Oil demand could see “lasting impacts” from the coronavirus while modest gains are projected in metals and agriculture prices as commodity markets recover from the shock of the pandemic, according to the World Bank, APA reports citing Bloomberg.
The World Bank boosted its projections from April for the average oil price in 2020 and 2021 to US$41 a barrel and US$44, respectively, as a slow recovery in demand is matched by an easing in supply restrictions. That still leaves prices well below 2019 levels of US$61. Outside of energy, a small decline in metal prices will be offset by an increase in agricultural prices this year.

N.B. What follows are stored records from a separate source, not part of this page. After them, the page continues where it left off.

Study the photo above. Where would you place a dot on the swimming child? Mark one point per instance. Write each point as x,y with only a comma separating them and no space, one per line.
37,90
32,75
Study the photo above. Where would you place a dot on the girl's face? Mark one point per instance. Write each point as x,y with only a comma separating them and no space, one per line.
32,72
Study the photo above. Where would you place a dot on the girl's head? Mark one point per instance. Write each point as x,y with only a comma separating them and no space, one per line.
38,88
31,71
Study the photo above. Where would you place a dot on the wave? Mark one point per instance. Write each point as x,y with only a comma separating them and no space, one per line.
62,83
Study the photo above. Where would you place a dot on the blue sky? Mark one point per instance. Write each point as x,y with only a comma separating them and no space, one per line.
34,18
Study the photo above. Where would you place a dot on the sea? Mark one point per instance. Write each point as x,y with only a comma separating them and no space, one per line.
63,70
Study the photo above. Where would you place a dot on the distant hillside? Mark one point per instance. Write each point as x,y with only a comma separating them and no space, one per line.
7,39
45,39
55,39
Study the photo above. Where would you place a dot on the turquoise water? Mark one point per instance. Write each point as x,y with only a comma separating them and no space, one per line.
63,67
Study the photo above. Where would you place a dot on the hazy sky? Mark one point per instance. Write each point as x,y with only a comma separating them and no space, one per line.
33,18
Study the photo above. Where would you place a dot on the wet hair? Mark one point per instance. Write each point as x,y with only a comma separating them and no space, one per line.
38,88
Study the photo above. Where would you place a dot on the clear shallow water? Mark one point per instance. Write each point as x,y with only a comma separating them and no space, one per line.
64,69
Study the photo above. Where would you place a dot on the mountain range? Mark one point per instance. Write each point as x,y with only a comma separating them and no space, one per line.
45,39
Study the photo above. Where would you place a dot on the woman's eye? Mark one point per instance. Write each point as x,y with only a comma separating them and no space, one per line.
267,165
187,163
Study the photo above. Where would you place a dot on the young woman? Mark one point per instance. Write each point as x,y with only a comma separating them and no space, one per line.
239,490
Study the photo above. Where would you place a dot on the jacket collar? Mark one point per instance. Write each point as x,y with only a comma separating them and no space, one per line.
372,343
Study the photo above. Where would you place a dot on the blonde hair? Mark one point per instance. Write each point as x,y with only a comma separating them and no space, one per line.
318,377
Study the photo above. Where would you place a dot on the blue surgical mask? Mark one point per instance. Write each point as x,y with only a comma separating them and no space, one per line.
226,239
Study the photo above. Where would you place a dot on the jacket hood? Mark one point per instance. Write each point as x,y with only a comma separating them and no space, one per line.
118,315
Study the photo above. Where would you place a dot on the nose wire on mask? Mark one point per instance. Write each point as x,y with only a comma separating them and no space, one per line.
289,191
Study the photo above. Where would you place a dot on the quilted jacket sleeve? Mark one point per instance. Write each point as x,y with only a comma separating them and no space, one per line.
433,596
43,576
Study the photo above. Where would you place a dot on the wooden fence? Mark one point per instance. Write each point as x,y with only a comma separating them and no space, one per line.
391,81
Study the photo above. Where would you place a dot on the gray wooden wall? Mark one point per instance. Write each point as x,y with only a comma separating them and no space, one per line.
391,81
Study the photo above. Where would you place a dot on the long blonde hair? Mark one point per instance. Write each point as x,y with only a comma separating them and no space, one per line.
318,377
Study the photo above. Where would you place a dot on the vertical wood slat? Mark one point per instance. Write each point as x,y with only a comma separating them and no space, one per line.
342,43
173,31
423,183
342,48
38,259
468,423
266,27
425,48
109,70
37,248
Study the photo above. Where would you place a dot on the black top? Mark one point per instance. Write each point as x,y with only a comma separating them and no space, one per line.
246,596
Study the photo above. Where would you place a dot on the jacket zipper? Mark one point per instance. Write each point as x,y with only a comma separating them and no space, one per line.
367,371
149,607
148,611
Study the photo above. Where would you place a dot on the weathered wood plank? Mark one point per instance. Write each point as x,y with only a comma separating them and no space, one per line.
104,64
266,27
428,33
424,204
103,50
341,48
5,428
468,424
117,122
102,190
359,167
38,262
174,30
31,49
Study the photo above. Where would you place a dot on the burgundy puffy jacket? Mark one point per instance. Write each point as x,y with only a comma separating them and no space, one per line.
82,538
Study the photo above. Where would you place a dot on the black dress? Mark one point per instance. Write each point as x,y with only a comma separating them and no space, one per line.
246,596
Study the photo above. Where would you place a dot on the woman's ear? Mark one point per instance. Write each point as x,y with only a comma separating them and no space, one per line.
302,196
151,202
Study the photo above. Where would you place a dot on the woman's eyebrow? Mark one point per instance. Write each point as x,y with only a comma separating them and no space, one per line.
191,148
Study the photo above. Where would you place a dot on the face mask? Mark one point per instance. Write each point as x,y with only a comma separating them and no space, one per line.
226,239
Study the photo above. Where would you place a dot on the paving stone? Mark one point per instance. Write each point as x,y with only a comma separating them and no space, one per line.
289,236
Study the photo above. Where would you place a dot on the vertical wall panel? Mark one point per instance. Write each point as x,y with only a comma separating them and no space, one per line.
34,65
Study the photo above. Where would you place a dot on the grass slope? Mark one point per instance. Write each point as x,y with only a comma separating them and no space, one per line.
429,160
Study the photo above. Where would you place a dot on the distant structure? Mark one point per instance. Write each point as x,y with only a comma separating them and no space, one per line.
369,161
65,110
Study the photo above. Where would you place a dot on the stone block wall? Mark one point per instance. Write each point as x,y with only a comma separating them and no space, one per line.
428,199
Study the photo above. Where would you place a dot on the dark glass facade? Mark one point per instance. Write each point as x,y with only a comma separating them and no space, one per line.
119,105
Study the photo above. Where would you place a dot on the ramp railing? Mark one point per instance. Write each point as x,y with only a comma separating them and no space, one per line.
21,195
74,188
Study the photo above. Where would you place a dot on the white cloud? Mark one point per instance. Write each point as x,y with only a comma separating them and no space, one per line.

The recovery in oil prices following April’s price rout has stalled as the resurgent coronavirus spurs governments to rethink reopening plans. The Bloomberg Commodity Index has risen 24 per cent from a March low, but is still down almost 9 per cent this year. While stimulus can help buffer the impact, COVID-19 presents a challenge to commodity exporters, and policy makers need to allow economies to adjust smoothly to a “new normal” should the pandemic persist.
The pandemic could also have “lasting impacts” on oil demand through changes in consumer and employment behavior, according to the report. Air travel could see a permanent reduction, as business travel is curtailed in favor of remote meetings, reducing demand for jet fuel.
“In the post-Covid world, these countries need to be more aggressive in implementing policies to reduce their reliance on oil revenues,” said Ayhan Kose, director of the Prospects Group at the institution.